Zuffa Boxing comenzó a organizar espectáculos en enero y, bajo la dirección del presidente de UFC, Dana White, se propuso revolucionar el mundo del boxeo.
Pero su primera incursión en el Reino Unido, tras firmar un acuerdo de retransmisión con Sky Sports, se produjo en medio de amenazas de acciones legales por parte del promotor británico Boxxer, con afirmaciones de que Billam-Smith, Jack Massey y Sam Hickey estaban compitiendo sin “consentimiento o autorización”.
La cartelera del sábado avanzó rápidamente con siete de las ocho peleas entre las preliminares y la cartelera principal que terminaron dentro de la distancia.
Los paseos por el ring para el evento principal comenzaron a las 21:15 BST, con Rozicki llevando un libro en homenaje al legendario Jack Dempsey, mientras también usaba guantes y botas marrones como un guiño al fallecido campeón mundial de peso pesado.

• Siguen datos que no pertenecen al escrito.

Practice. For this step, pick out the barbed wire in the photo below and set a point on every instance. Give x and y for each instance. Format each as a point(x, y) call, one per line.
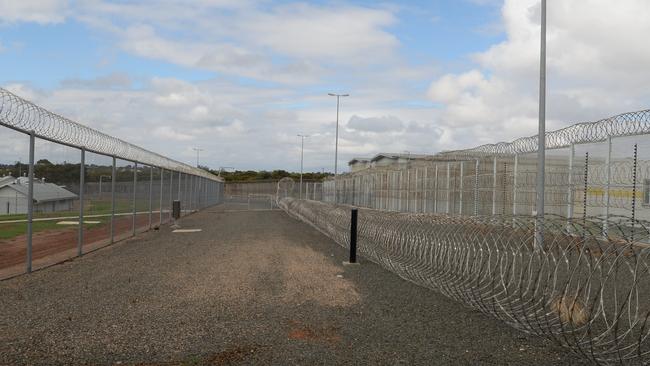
point(626, 124)
point(24, 116)
point(586, 291)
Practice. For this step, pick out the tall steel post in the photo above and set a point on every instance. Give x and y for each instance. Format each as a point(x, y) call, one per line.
point(494, 187)
point(135, 196)
point(82, 183)
point(113, 184)
point(30, 200)
point(162, 178)
point(448, 187)
point(460, 192)
point(608, 162)
point(514, 185)
point(570, 190)
point(150, 196)
point(476, 188)
point(541, 135)
point(435, 192)
point(171, 192)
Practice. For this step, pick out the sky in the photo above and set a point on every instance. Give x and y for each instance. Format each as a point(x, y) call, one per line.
point(240, 79)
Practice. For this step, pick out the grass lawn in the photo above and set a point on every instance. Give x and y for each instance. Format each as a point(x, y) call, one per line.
point(9, 231)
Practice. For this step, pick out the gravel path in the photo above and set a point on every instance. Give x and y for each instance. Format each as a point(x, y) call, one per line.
point(253, 288)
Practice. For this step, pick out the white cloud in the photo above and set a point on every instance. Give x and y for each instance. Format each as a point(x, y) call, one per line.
point(596, 68)
point(38, 11)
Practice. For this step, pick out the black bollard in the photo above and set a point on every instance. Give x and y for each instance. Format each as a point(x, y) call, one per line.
point(353, 236)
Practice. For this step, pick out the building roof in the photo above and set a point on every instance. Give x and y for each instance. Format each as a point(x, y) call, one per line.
point(400, 156)
point(358, 160)
point(43, 192)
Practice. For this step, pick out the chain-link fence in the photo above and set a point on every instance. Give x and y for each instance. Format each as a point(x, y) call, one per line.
point(263, 195)
point(66, 189)
point(586, 291)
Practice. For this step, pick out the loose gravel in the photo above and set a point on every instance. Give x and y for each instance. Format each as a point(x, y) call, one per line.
point(252, 288)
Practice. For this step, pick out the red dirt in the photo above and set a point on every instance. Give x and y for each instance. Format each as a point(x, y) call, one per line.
point(53, 243)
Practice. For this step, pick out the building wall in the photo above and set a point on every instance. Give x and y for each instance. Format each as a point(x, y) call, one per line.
point(12, 202)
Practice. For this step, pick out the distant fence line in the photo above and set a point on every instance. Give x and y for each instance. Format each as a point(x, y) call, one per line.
point(24, 116)
point(599, 169)
point(585, 291)
point(153, 183)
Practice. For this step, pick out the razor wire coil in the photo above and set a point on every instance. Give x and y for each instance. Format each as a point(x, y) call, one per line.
point(25, 116)
point(586, 291)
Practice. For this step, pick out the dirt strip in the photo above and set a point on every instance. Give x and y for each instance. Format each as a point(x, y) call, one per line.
point(251, 288)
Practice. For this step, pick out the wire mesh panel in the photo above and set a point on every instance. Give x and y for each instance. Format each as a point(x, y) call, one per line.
point(97, 201)
point(56, 203)
point(14, 160)
point(123, 200)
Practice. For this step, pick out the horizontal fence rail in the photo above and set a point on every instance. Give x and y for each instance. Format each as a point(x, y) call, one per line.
point(626, 124)
point(586, 291)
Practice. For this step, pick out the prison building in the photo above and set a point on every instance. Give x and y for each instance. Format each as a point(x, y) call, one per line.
point(398, 160)
point(48, 197)
point(359, 164)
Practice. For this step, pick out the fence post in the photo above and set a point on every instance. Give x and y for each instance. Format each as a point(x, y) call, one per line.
point(82, 183)
point(425, 189)
point(514, 185)
point(353, 235)
point(609, 173)
point(448, 186)
point(570, 192)
point(171, 193)
point(494, 187)
point(408, 190)
point(113, 183)
point(435, 192)
point(150, 196)
point(460, 192)
point(135, 194)
point(476, 181)
point(30, 200)
point(162, 178)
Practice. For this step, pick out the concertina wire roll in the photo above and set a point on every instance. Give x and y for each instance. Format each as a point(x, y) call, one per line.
point(24, 116)
point(586, 292)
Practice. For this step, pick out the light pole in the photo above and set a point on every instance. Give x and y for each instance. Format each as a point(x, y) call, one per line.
point(336, 147)
point(302, 149)
point(541, 135)
point(198, 151)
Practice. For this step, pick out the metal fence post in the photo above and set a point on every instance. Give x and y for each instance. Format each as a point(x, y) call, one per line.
point(30, 200)
point(448, 187)
point(113, 183)
point(171, 192)
point(476, 182)
point(514, 185)
point(135, 195)
point(494, 187)
point(82, 183)
point(353, 235)
point(162, 178)
point(425, 189)
point(408, 190)
point(150, 196)
point(570, 189)
point(435, 192)
point(609, 176)
point(460, 191)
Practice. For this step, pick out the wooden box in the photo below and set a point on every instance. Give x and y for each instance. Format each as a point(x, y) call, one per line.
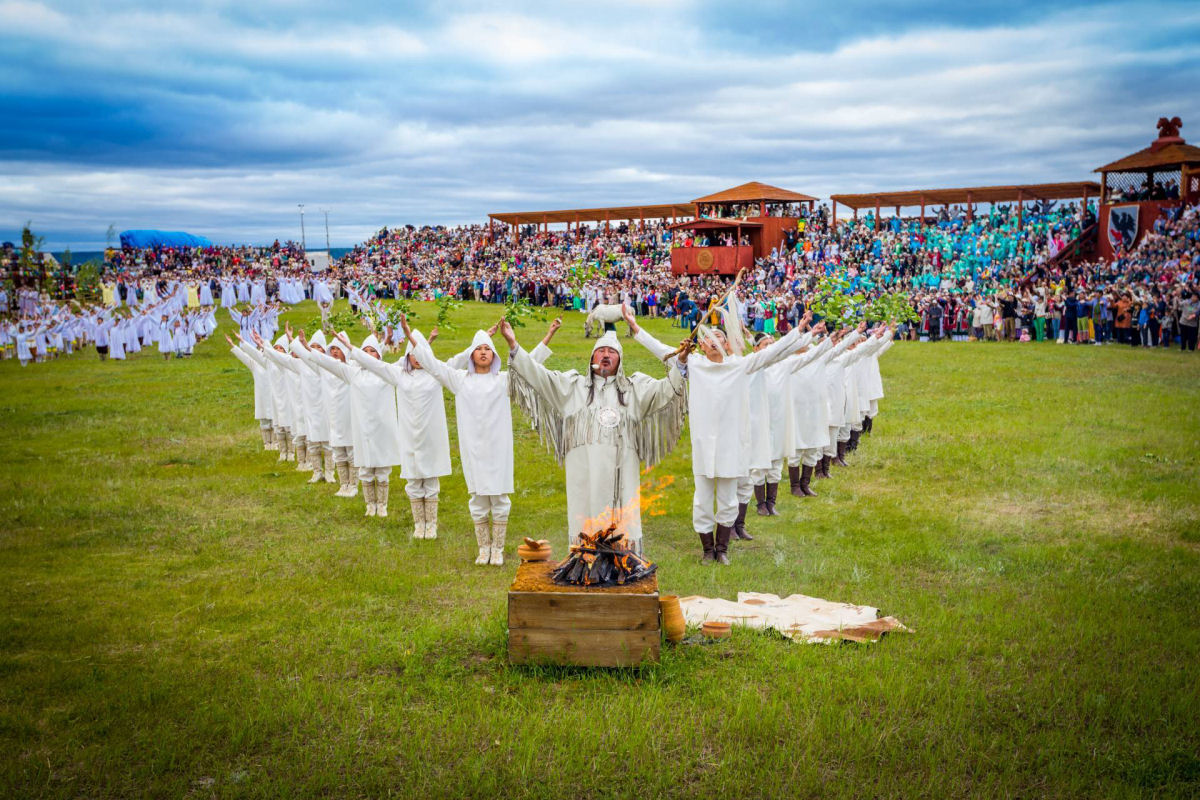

Las estrellas del mundo del boxeo tomaron asiento temprano en la noche, con el peso welter Conor Benn, quien firmó con Zuffa Boxing en febrero, sentado en el ring, así como los pesos pesados británicos Derek Chisora y David Adeleye.
También asistieron figuras locales clave, con el codirector ejecutivo de AFC Bournemouth, Jim Frevola, sentado detrás de los jefes de Zuffa Boxing, Dana White y Nick Khan, mientras que el peso mosca de UFC, Lone’er Kavanagh, y Finn Balor de WWE también estuvieron en el ring.
Se sabe que el Centro Internacional de Bournemouth ha producido algunas atmósferas famosas para peleas anteriores entre Billam y Smith, y lo logró una vez más.
Los mayores aplausos de la noche llegaron para los peleadores locales, y el peso mediano de Bournemouth, Lee Cutler, también obtuvo una victoria.